His words should be welcomed. After all, one of the major fears of the government and its supporters is the possibility of reprisals should the opposition gain exclusive power. The historical experience of right-wing violence still hangs heavy over Venezuela’s working-class urban barrios and impoverished rural areas. During the 1989 Caracazo, riots against the neoliberal austerity program implemented by then-newly-elected president Carlos Andrés Peréz were met with lethal force by his government’s state security forces; some estimates put the death toll as high as 3,000. Yet the “transition government” proposal must itself be met with skepticism. Such an institution should only be brought about through a process of dialogue between the two sides within the established constitutional order. Only via a negotiated settlement can both parties ensure that the necessary provisions, such as safety guarantees and mechanisms for addressing disputes over institutional legitimacy, are codified and mutually agreed upon.

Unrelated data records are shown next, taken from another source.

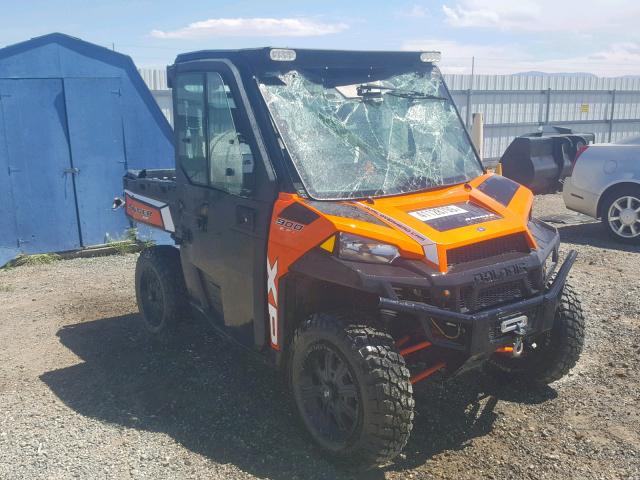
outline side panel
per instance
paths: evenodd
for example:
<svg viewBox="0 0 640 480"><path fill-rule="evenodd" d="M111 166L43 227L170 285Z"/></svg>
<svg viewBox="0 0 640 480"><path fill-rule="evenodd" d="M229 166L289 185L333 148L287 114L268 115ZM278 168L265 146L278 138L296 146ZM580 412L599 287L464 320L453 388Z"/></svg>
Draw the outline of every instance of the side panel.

The remaining binary choice
To pave the way for dialogue, Guaidó and his followers must completely and unequivocally renounce violence, back away from the warpath, sever ties with their overlords in Washington and fully embrace mediation efforts offered by Mexico and other neutral parties to the conflict. Above all, it is time for them to recognize that their coup attempt has failed and join the government, the Chavista base, the moderate opposition and, indeed, the vast majority of the Venezuelan people in accepting dialogue as the only solution to overcome the impasse. Regrettably, however, the possibility remains that Guaidó and his followers will, in their desperation, opt to up the ante rather than accept defeat. As it stands, they have deployed every tool in the regime change toolbox short of US military intervention, which nonetheless remains “on the table,” according to President Trump. Now, with all other options having been exhausted, just two choices remain: dialogue or war.
Choosing the latter would be disastrous. Venezuela is about twice the size of Iraq geographically and has a roughly equal population. But unlike that other oil-rich nation, it has a large and well-trained military that is heavily-armed with sophisticated weaponry purchased from Russia and other non-Western allies. Furthermore, pro-Bolivarian militias and Collectivos, whose membership numbers in the millions, would undoubtedly circle the wagons in defense of the homeland and fight back against foreign incursion. If the “military option” is chosen, the Guaidó camp and the Trump administration, along with their minions in the mainstream corporate-owned press, surely would claim that this time things are different, that this time they have noble motives, that this time the intervention will be a success. But as history has shown again and again, it is always the same playbook, the same cynical self-serving motives, and the same mismanaged disaster in the bloody aftermath of war. As historian George Santayana famously said: “Those who cannot remember the past are condemned to repeat it.”